Wednesday, February 11, 2009

Paper 2 draft

The role of women in American society was in constant flux from 1890 to 1925. As Kathy Peiss observed, the ideal ‘new woman’ was beautiful and fun loving. These ‘new women’ were permitted to work but their primary roles were as wives and mothers. However, some women wanted more freedom and equality prompting them to seek out other representations. During this period the women’s suffrage movement resumed along with civil rights and reconstruction. Often times white American women and black men were seen as the spokespeople for these causes. African American men represented the typical black rights activist because they were the most visible in American society. White American women of middle and upper class were thought to embody the struggle of women’s suffrage. Immigrant women and black women may have been just as committed to social progress but they were often pushed aside to make room for more identifiable representations. Black men represented their causes because of their gender while white women gained appreciation because of their national identity. Not unlike white women, black women were also grappling with ideals of domesticity and newer ideals of independent womanhood. Both black women and immigrant women were more disenfranchised than black men or white American women. Anzia Yezierska wrote Bread Givers to chronicle one immigrant woman’s struggle for equality in New York. Similarly, “The New Negro” by Alain Locke implicates the role of African American women in society. Immigrant and black women were disrespected and marginalized by American culture. In spite of their demeaning significations, some black and immigrant women fought for equality by adopting the ‘new woman’ ideal to include themselves. In the early 20th century Black and immigrant women defied traditional ideals by educating themselves, wearing make up, and by proclaiming their rights to equality.

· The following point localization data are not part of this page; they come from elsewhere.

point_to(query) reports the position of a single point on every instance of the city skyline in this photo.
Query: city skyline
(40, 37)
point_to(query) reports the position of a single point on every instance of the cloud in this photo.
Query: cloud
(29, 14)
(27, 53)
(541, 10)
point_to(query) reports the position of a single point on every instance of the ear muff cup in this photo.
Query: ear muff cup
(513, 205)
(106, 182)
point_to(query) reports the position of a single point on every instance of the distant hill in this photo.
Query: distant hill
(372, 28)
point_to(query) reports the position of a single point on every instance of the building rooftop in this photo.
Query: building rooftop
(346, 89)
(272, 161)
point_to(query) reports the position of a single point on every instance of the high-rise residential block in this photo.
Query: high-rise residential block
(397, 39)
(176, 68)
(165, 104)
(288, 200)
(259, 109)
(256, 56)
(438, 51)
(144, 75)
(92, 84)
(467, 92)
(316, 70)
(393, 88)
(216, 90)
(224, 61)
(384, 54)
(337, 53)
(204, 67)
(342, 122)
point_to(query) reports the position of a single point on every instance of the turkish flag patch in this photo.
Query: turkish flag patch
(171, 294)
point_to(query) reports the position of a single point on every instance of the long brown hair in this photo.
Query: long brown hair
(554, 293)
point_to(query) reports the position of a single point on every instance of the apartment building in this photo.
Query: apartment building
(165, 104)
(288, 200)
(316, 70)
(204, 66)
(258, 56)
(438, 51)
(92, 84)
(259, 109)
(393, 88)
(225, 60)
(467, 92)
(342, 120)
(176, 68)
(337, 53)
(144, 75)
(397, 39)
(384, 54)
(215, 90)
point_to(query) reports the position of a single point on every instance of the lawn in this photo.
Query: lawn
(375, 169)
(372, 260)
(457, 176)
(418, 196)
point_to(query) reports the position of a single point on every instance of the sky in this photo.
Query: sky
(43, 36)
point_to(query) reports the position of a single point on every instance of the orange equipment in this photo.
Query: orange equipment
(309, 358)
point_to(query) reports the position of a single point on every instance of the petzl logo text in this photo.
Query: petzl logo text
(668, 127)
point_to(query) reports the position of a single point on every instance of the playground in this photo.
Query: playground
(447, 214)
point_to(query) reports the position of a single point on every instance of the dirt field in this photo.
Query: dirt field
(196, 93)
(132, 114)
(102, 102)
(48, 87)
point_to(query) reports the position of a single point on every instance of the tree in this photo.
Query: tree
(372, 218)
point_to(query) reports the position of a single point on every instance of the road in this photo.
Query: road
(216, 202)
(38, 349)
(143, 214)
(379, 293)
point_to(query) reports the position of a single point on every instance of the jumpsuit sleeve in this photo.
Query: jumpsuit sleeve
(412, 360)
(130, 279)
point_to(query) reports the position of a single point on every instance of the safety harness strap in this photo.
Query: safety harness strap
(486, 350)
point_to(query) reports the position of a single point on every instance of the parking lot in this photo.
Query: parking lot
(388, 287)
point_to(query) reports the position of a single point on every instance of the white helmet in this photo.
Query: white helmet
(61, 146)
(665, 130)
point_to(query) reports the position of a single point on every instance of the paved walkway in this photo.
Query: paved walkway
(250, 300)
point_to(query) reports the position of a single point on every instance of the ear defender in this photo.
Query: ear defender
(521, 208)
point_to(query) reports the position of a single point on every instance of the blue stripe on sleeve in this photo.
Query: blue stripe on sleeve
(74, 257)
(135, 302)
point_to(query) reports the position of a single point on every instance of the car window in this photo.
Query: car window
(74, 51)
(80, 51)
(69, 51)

Black women had an especially difficult time assimilating into the ‘new woman’ ideal because of previous stereotypes. The cultural atmosphere for women is discussed by Kathy Peiss in “Making Faces: The Cosmetics Industry and Cultural Construction of Gender, 1890-1930.” Peiss’s document discusses how the advent and growing popularity of cosmetics led to the unequal standing between women. In particular, Black women were grappling with the dominant white beauty standard; nothing was too white, too lavish, or too much fun for the new woman. The flourishing advertisement industry shows how black women were supposed to attain higher status in America. For instance Peiss says that whites “featured light-skinned, refined looking, women” in their ads geared towards all black women. This choice not only created one standard of black beauty but also taught black women to reject their black heritage. The distinction between light and dark skinned black women represented the difference between the sophisticated and the mammy. Peiss supports this claim when she writes “stylishness and adornment were ideals cultivated by postbellum African Americans, signifying freedom and respectability. Although the issue of personal grooming for Black women centered more around hair care [and] some use of cosmetics.” Black women used skin-bleaching kits to essentially bread out their un-American or African features. This supports the claim that African American women made their presence known in the U.S. by utilizing feminine products more than in the past. The newfound products women used were ways for them to reinforce the roles they established for the new woman.

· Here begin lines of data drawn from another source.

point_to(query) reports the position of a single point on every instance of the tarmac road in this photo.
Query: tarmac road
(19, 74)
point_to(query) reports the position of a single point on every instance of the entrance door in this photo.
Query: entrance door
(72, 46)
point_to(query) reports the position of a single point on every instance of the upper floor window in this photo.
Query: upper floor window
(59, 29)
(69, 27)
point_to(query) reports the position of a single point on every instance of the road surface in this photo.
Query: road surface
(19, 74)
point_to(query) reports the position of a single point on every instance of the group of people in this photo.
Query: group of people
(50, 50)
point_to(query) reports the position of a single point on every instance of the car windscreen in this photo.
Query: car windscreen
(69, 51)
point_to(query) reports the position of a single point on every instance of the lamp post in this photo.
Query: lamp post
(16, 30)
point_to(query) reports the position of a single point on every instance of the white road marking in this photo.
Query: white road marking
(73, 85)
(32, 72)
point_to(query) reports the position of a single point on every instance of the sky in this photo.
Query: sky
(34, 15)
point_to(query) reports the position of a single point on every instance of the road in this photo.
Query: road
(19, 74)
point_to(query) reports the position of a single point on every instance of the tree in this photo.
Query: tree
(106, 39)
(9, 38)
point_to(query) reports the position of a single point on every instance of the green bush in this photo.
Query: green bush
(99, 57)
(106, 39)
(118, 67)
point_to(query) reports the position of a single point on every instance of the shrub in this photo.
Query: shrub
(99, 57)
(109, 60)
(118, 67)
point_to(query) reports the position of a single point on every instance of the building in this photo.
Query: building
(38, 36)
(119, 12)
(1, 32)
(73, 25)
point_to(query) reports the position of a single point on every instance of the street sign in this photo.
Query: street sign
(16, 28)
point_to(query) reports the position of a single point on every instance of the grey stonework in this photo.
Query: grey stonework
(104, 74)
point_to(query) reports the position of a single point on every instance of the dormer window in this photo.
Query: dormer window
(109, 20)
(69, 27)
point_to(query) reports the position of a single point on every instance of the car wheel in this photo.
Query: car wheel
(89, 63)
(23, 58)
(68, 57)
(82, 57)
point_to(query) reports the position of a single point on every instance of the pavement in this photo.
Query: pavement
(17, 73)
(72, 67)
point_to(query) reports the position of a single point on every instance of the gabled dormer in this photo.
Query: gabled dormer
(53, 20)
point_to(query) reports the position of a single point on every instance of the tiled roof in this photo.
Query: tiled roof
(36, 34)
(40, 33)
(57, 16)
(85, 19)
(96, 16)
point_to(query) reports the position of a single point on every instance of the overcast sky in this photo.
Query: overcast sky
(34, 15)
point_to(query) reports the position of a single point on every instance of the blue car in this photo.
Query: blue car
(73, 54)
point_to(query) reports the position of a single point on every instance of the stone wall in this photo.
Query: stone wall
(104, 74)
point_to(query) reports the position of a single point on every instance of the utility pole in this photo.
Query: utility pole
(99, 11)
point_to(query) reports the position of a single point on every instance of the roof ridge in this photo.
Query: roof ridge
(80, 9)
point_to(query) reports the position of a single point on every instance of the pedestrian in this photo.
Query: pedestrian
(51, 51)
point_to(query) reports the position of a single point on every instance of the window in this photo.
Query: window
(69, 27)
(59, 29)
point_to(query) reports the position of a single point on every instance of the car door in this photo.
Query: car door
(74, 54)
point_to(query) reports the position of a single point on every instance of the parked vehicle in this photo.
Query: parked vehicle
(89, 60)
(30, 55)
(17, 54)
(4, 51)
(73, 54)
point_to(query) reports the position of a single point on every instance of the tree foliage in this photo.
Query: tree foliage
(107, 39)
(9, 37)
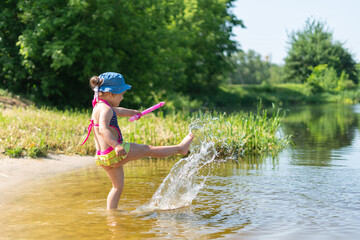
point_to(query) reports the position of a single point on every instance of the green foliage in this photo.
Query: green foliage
(50, 48)
(15, 152)
(313, 46)
(35, 152)
(324, 78)
(249, 68)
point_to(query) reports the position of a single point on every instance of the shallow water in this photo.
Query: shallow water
(310, 191)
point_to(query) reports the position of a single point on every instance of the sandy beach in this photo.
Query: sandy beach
(15, 172)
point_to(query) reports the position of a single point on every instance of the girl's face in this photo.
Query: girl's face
(117, 98)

Black women exemplified the new woman by educating themselves. “The New Negro” by Alain Locke implies that black women shared in the Harlem renaissance with black men.

Not unlike Black women, immigrant women sought to improve their status in America through education, make-up, and assertive behavior.

Black and Immigrant women were all but invisible to the rest of America.

1 comment:

  1. I'm not exactly sure where you're going with this. It seems that your argument is that Black women and Immigrant women became the "new woman" by education and material changes. I'd like to see you really prove how this gives them a right to equality. So what if they're doing the same things as the "new white woman" why all of a sudden by doing the same thing as whites do blacks and immigrants become equal? I think you need to go a little deeper into it and actually point out how this new education and material changes brought them into white society. Try looking at Bread givers it'll help you out a little with how education actually brings the immigrant woman into white society.

    Additionally the introduction is a bit confusing. I am not sure why Black men recieve a lot of attention in the introduction but it does not continue in the next paragraph nor the next three points you make.

    Also, on my blog you wrote "take a stance does sara assimilate or not?" is that all you get from my paper? Is that what you have found to be the argument I'm trying to make. Does my paper look to you as an argument as to whether or not Sarah assimilates? Because if so then I have some revising to do because that is not my point, I think that sarah is the exception to the rule. She bypassed the material stage and went right to the education but it made everything extremely difficult for her.